I have learned a bit in the past time period.
First, adding a 2nd DNS server, in this case my ISP's, got around this
timing problem, becuase the 'right fix' is not available yet.
The answer is to stop using old ntpd and use modern chronyd. But more
than that, ver 2.1.1 which is available in Fedora 22, but not (yet) in
Centos 7 (perhaps 7.2). You start chrony with the -s option; this tells
it you have a bad, or no rtc, and to regularly save the time to a file
which is read when chrony starts up.

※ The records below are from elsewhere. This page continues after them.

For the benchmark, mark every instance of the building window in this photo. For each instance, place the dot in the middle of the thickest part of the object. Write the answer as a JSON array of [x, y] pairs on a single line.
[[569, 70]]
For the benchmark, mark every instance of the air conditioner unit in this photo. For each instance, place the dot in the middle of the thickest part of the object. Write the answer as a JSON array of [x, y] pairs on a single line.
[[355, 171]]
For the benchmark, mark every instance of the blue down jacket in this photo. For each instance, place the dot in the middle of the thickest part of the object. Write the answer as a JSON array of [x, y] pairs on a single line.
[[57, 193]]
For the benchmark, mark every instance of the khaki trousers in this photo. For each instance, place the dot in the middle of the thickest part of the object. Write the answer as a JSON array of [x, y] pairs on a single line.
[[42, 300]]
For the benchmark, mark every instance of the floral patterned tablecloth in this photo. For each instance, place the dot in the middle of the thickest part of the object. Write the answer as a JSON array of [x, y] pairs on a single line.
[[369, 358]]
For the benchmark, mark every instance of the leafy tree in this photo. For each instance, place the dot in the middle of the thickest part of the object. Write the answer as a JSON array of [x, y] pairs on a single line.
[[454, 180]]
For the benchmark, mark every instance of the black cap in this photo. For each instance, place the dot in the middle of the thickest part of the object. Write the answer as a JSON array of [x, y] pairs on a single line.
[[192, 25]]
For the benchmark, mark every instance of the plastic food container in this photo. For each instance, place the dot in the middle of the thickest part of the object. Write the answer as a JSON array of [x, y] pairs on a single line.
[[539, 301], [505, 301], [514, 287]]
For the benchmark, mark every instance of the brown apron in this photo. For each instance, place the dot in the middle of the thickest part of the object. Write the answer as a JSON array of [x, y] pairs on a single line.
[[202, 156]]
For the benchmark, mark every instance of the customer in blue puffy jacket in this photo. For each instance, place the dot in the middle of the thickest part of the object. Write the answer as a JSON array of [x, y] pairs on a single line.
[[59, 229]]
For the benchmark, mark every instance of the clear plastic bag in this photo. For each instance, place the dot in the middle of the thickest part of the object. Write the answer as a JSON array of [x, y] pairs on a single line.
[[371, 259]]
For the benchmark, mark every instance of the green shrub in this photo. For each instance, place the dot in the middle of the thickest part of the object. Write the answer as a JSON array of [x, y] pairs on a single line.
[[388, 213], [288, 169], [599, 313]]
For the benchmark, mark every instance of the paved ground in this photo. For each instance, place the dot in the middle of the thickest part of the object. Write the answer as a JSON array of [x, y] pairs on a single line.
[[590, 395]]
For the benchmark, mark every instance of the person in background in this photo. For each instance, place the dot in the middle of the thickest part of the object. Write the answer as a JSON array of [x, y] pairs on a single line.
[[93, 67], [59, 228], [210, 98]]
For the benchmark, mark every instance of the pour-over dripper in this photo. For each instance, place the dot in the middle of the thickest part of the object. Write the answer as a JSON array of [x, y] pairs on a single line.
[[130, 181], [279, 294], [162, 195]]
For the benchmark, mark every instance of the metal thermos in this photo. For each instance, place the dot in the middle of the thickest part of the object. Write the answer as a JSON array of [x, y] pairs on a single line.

I have tested this out on F22 and
it works as advertised.
There is also systemd-timesync, but Fedora/redhat went the chrony route,
and I got more help figuring it out.
On to the next fun challenge.
On 09/01/2015 12:16 PM, Sam Wilson wrote:
In article <mailman.2626.1441122408.26362.bind-us...@lists.isc.org>,
Robert Moskowitz <r...@htt-consult.com> wrote:
I will be looking more into this. Obvious when you get ones nose
dragged into time wrong on boot. This is actually a broader problem on
arm SoC booting. Your logs all have the wrong time for the boot
messages until there is a network to get time. I have some ideas for a
process that will set time a boot to the time of the last poweroff. at
least that is 'close enough' for starters.
I believe that's the solution Apple adopted for the AppleTV, which has
no rtc and couldn't use a certificate to connect to a wireless network
because the certificate wasn't valid in 1970.